Recently, I saw that the EU used colorful flash cards to explain trade policy to President Trump.
While it makes for an interesting headline and article, it isn't like it's an inherently bad thing—if simple visuals were effective in this case, why not think about using this in our work as a best practice?
Regardless of whether you're sharing information with someone inexperienced with a given subject or who has a doctorate in the topic, people like information that is more easy to digest. I am a very visual learner—while I can learn from information that is restricted to a single format like text or audio, with visuals too? Total recall a week later is within the realm of possibility.

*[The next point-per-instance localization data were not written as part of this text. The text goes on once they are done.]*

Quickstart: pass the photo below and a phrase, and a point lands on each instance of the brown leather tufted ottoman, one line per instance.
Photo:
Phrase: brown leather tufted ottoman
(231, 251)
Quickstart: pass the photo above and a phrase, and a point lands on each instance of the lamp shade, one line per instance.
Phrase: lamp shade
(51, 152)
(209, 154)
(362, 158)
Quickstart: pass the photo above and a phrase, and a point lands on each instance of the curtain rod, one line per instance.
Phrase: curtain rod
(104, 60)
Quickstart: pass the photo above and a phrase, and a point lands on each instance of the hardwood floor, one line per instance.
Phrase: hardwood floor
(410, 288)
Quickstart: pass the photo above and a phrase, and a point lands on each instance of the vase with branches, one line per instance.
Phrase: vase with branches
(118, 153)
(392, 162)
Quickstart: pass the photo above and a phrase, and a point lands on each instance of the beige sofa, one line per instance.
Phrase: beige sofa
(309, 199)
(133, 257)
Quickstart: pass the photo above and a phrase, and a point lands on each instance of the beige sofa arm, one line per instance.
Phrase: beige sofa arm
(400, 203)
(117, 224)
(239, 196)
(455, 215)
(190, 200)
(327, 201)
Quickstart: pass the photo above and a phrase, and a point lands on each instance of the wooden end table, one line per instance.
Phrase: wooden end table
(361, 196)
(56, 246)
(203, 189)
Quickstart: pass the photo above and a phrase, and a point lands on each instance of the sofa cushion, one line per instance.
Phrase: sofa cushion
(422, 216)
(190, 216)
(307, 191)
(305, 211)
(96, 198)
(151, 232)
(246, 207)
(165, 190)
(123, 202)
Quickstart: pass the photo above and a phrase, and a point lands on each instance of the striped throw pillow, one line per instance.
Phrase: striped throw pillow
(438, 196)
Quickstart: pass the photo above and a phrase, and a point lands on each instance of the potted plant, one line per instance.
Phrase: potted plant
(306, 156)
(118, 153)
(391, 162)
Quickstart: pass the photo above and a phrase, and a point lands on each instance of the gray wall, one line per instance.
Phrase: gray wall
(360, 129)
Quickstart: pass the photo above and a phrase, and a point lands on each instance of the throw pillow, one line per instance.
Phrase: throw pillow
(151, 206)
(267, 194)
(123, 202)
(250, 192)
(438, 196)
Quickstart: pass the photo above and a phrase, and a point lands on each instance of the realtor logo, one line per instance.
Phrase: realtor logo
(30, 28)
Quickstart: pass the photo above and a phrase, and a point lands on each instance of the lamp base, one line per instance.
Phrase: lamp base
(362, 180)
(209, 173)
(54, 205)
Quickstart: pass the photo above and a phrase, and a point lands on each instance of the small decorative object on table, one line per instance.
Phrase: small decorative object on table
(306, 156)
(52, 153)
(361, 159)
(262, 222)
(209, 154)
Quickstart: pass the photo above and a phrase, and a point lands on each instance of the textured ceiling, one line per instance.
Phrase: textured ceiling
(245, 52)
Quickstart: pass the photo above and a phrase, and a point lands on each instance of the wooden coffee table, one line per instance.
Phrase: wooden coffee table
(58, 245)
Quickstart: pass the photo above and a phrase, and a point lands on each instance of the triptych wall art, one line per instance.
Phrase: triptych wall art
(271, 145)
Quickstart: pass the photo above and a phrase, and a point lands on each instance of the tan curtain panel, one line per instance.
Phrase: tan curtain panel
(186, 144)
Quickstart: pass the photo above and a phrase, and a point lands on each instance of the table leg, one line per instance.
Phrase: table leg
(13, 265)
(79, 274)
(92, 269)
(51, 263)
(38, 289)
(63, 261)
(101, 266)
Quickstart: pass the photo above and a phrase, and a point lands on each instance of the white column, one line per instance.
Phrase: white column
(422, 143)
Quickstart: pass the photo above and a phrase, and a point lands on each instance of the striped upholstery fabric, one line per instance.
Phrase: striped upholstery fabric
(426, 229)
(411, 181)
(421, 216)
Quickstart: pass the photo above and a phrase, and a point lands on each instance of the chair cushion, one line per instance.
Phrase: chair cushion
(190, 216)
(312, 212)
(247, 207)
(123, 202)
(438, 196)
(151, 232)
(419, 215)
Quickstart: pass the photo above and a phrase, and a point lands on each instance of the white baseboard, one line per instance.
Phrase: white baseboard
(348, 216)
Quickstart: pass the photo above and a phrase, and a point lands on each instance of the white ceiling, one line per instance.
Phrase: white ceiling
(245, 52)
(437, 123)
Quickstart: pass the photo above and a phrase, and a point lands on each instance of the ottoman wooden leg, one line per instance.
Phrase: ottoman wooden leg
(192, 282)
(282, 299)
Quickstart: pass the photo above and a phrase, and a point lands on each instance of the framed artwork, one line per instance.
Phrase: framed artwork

“Genius is the ability to reduce the complicated to the simple.” C. W. Ceran
Here is a great example of how smart people benefit from simplicity. I love the example of explaining how a computer works in terms of a library, something that most of us already understand. And, see the bit in there about sales? All too often companies fall into the trap of talking about points of parity, the company story, and all kinds of other things whilst not starting at what should be the start: Understanding pain. After you understand what pain exists, you can work on speaking to it and ultimately solving it.
What do people care about in your audience? Like, really care about? If you can speak to that, they'll perk their ears up, and you can also have a brevity of information—containing only the most imporant information to that audience—that will make your message ring loud and true.
Going back to flash cards though, what else can we do beyond understanding the audience? Design can make your message easier to remember as well.
How I'm Using Accessible Design
I enjoy thinking about how people use things like websites or their mobile devices. To that end, I have recently done things like:
- Added hardcoded subtitles to video because I learned that some 2/3rds of mobile users watch videos without sound;
- Begun introducing more consistent use of imagery, color, and tone to the site and social channels I manage and co-create content for Monday to Friday;
- Leveraged redundancy of bits of information to aid retention, keeping things fresh (right? ...guys?) with different word choices and types of visual aids; and
- I made this graphic just below, too. So here's the visual excitement for this post.
See More For Yourself
I found these cool examples of good v. bad design as well. Check them out for yourself and you won't be able to say you didn't learn something today.
So my quick take? Simple and effective visuals and design are not a "trumped up" technique at all. Let's put clear and memorable information to good use in our work!